La storia blucerchiata di Zenga: un amore mai nato

Luglio 1994, la Sampdoria ha appena ceduto Gianluca Pagliuca all’Inter. Nella trattativa arriva a Genova Walter Zenga, portiere ormai 34enne che ha alle spalle una grande storia in nerazzurro e in nazionale. Nel primo anno Zenga è titolare, gioca 34 partite e subisce 37 gol alternando buone prestazioni a scivoloni pesanti. Su tutti la barriera posizionata nella seminifnale di ritorno di Coppa delle Coppe contro l’Arsenal: il gol di Schwarz condanna la Samp ai supplementari e poi all’eliminazione. Il feeling con l’ambiente si sgretola e nella stagione seguente, complice gli infortuni, Zenga perde il posto a favore del giovane Angelo Pagotto. La storia con la Samp finisce nell’estate 1996, la Sampdoria comunica a Zenga di non voler puntare più su di lui ed il portiere finisce la carriera a Padova prima e negli Usa poi.

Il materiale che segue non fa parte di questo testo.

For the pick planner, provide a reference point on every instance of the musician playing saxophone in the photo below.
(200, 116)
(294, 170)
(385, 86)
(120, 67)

Appese le scarpe al chiodo Zenga inizia la carriera da allenatore, un mister giramondo tra Usa, Romania, Jugoslavia, Turchia ed Emirati Arabi. Nell’estate del 2015 torna a Genova per sedersi sulla panchina blucerchiata ma per sostituire Sinisa Mihajlovic. Il suo esordio macchia la storia blucerchiata, sconfitta per 4-0 contro il Vojvodina in Europa League. È la peggior sconfitta casalinga nella storia della Sampdoria nelle competizioni UEFA, i tifosi iniziano una pesante contestazione. Il feeling con la piazza non avrà più modo di nascere, a novembre dopo lo 0-2 contro la Fiorentina viene esonerato dopo 4 vittorie, 4 pareggi e 4 sconfitte.